Study Design. The study was a non-randomized prospective test as follows. Pediatric Urology attendings were enrolled as study subjects. They did not cross communicate. After e-learning the assessment method, they were tested on their assessments of residents doing the index surgeries as shown in 20 video clips. Data was analyzed for consensus in assessments between attendings (i.e., inter-rater reliability).
RESULTS:
There were 11 Pediatric Urologists enrolled. All completed the e-learning phase in less than 1 hour and agreed or strongly agreed that the e-learning was effective. The testing phase was completed over the next 8 weeks and provided the following data.
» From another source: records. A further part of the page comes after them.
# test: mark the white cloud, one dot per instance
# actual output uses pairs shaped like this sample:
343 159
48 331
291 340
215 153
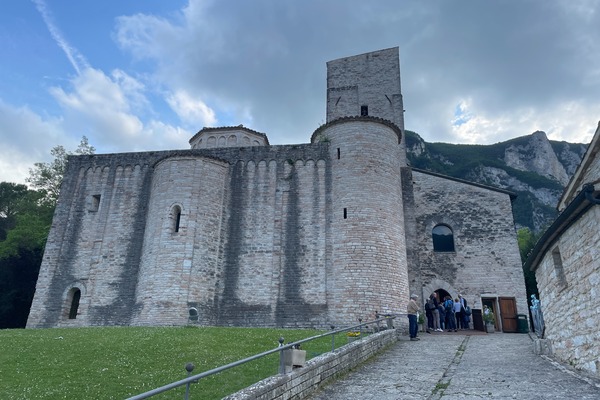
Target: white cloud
191 110
75 58
26 138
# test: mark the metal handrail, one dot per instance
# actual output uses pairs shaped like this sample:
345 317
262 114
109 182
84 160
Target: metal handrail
280 349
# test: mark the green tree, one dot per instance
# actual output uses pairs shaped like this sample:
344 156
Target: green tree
25 222
48 176
11 197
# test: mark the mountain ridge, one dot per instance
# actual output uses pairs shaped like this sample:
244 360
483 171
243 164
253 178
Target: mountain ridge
532 166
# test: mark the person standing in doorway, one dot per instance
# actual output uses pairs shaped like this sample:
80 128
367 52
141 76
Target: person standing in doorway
412 310
463 312
457 313
435 312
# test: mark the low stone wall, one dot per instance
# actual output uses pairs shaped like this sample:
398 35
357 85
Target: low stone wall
304 381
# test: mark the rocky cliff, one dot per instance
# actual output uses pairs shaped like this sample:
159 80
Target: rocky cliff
535 168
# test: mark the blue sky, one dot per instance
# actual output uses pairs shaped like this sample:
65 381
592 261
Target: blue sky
146 75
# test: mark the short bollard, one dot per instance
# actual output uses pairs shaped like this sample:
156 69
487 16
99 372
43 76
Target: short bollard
189 367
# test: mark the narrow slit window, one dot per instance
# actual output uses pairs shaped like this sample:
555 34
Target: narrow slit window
443 238
558 268
95 203
175 219
74 304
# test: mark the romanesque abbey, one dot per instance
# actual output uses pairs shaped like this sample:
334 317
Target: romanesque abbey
236 232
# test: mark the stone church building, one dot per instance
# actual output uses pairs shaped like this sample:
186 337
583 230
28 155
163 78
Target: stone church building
236 232
566 261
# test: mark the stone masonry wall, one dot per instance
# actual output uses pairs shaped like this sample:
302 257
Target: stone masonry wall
93 243
570 302
486 259
178 264
369 251
370 79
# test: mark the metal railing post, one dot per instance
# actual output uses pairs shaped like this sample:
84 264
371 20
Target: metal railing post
360 328
332 339
189 367
281 363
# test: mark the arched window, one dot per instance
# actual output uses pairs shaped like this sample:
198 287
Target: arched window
443 238
75 297
176 218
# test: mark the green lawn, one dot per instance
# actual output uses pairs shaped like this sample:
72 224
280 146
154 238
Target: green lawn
119 362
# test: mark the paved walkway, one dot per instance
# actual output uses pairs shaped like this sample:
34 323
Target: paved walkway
458 366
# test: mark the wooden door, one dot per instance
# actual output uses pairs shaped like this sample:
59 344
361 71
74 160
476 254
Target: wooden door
508 313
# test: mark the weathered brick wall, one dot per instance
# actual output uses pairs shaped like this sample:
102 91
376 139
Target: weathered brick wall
94 243
486 261
370 79
570 307
367 224
178 267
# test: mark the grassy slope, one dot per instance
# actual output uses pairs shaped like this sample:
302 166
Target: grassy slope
118 362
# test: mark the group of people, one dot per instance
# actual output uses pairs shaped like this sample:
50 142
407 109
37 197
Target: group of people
446 315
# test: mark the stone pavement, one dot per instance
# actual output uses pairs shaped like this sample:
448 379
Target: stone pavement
462 365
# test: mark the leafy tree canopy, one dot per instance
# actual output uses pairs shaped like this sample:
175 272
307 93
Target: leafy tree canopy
48 176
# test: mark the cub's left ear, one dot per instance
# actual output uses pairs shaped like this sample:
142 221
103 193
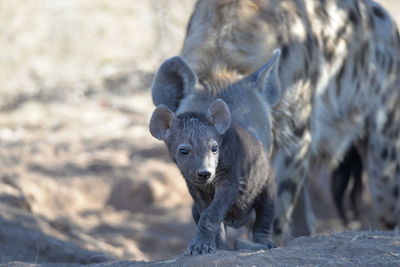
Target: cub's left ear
267 80
219 115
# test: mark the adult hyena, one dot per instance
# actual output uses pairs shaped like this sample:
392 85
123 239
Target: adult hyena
340 74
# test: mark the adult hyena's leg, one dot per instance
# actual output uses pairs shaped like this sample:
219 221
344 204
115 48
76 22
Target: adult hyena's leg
383 159
293 213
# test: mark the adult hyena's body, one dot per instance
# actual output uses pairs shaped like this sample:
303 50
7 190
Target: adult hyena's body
340 72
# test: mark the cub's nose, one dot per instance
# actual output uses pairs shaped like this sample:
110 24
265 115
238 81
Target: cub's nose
204 174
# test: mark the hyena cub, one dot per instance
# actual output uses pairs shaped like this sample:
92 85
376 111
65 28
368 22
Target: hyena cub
220 139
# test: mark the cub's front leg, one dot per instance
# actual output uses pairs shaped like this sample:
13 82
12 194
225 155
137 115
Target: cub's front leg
210 221
264 207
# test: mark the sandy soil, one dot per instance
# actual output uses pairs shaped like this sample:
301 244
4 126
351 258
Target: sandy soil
81 180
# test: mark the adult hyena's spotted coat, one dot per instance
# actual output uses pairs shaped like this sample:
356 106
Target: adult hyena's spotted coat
340 72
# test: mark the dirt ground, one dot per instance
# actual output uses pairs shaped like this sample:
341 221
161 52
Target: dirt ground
81 180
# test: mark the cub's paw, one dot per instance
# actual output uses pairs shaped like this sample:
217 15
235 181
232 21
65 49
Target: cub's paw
198 247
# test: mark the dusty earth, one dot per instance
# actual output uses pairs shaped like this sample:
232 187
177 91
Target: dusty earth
81 180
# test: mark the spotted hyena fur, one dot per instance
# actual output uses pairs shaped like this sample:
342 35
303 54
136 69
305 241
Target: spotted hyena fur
340 72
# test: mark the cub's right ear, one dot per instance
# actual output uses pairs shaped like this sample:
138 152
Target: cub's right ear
173 81
161 122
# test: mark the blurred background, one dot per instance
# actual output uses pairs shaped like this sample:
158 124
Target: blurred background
80 176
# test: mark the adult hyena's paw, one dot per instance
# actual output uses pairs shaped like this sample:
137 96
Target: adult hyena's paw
198 247
268 244
250 245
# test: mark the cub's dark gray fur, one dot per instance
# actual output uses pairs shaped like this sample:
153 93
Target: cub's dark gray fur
221 141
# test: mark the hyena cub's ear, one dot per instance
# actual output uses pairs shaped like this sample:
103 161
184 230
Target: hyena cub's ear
173 80
267 79
219 115
161 122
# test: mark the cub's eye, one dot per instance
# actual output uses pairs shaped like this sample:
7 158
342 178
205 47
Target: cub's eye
183 151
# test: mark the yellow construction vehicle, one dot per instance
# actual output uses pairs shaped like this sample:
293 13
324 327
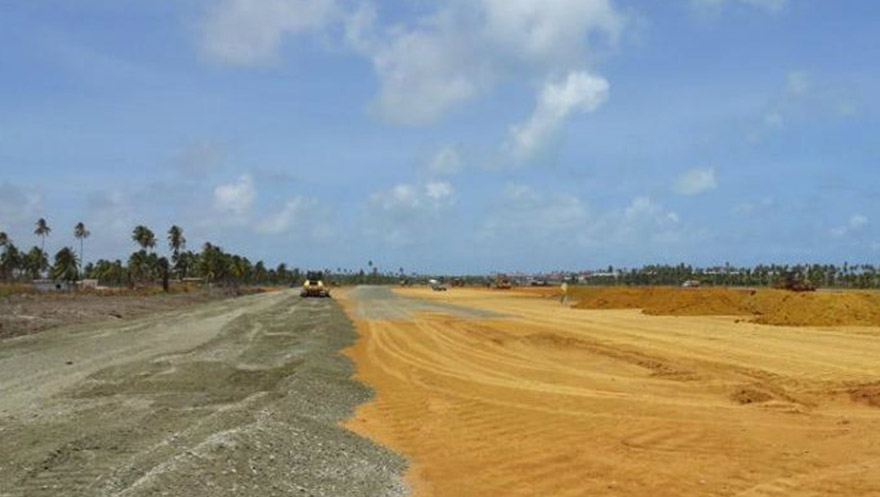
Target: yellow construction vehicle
501 282
314 285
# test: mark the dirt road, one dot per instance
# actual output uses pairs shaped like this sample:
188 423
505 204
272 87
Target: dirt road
241 397
551 401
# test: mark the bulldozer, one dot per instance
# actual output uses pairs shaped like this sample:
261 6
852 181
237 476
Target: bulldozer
793 282
314 285
501 282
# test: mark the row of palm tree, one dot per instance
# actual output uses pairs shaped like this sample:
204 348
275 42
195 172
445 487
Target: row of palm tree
820 275
33 264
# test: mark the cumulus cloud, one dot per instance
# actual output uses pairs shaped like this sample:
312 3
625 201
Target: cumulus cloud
855 224
200 158
248 32
579 92
762 206
438 191
523 211
289 216
235 198
803 100
549 30
407 213
768 5
460 50
18 205
696 181
527 216
432 65
446 161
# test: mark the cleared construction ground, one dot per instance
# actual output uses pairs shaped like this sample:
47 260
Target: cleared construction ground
506 393
241 397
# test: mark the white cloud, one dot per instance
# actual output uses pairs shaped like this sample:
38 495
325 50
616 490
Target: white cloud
763 206
524 212
527 217
235 198
579 92
802 100
288 217
439 191
407 213
798 83
247 32
696 181
549 30
199 159
446 161
768 5
18 205
424 72
855 223
461 49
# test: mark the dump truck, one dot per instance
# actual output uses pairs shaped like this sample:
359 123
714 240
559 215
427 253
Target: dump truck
501 282
793 282
314 285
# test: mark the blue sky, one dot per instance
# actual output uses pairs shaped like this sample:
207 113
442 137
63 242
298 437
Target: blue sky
450 135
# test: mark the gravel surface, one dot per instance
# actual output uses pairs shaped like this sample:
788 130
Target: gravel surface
23 314
241 397
379 302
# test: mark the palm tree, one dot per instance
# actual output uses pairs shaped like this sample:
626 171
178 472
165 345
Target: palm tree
10 261
81 233
42 231
65 267
144 237
35 262
176 241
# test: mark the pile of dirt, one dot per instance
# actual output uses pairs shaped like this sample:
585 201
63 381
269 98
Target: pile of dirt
765 306
30 312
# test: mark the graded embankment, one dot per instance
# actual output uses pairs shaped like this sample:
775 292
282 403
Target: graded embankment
235 398
554 401
777 307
Of 89 ratings of skill, 56 (65%) matched exactly and 89 (100%) matched within one level above or below. Similarly, of 264 ratings of understanding, 169 (64%) matched exactly and 253 (96%) matched within one level above or below. In aggregate, these ratings showed exact matches in 64% and matches within one level in 97%. Analysis of inter-rater reliability showed strong consensus between attendings in ratings of both skill (ICC= 0.71, CI 0.46-0.95, p = 0.03) and understanding (ICC = 0.86, CI 0.67-0.96, p < 0.001).
CONCLUSIONS:
We have demonstrated that attendings who e-learn "how to assess residents doing surgery" show strong consensus between each other. We expect e-learning will provide the basis to generalize teaching how to assess residents doing surgery. We plan to expand use of these tools to the real time operating room so as to enable attendings to provide feedback/remediation and residents to track their progress during training.